Он гнал машину, не убирая руки с сигнала. Никакие нервы не выдержали бы этого рева, несущегося сквозь мрак вместе с ослепительными вспышками света, но у «чужинца», возможно, не было нервов. Когда их разделяло не более шести метров, Баловнев повернул руль вправо. Тут же под передком машины что-то лязгнуло, и она перестала слушаться руля.
«Оторвалась рулевая тяга!» — успел сообразить Баловнев, вдавливая педаль тормоза в пол. Машину заносило прямо на «чужинца».
— Уходи! — заорал Баловнев, хотя вряд ли кто мог его услышать.
«Газик» тряхнуло, словно он налетел на пень, темная сутулая фигура куда-то исчезла, и в следующее мгновение свет фар выхватил из темноты стремительно летящую навстречу коричнево — красную, выщербленную плоскость стены. Осколки ветрового стекла хлестанули Баловнева по лицу, а что-то тяжелое, ребристое с хрустом врезалось в бок.
Очнулся он спустя несколько секунд. Тускло светил левый подфарник, хлюпала, вытекая из пробитого радиатора, вода. Задыхаясь от резкой боли внутри, Баловнев попытался открыть дверку, но ее заклинило. Кровь заливала глаза, и ему все время приходилось вытирать рукавом лоб.

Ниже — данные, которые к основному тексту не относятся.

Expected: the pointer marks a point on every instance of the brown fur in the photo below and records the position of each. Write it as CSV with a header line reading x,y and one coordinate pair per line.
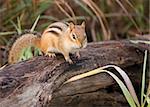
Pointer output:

Внезапно машина дернулась, словно кто-то пытался приподнять ее за бампер. Баловнев стал коленями на сидение и по пояс высунулся наружу. Что-то массивное, плоское снова шевельнулось под машиной. «Газик» начал сдавать задом, взрывая заблокированными колесами мягкую землю. Между капотом и стеной, вздымаясь, как опара, медленно росла какая-то плотная, округлой формы масс?. Из широких покатых плеч вылез обрубок головы серый, глянцевый. Судорожно растянулся безгубый рот. Выпуклые рыбьи глаза совершенно ничего не отражали. Казалось, это вовсе не глаза, а две дыры, два черных провала, в которых угадывался бездонный равнодушный мрак, а может быть, что-то и похуже.
Через переднее сидение Баловнев выбрался на капот, а оттуда мешком свалился на землю. «Чужинец» был совсем рядом. Баловнев попытался вцепиться в него, но это было равнозначно тому, чтобы руками хватать дождь.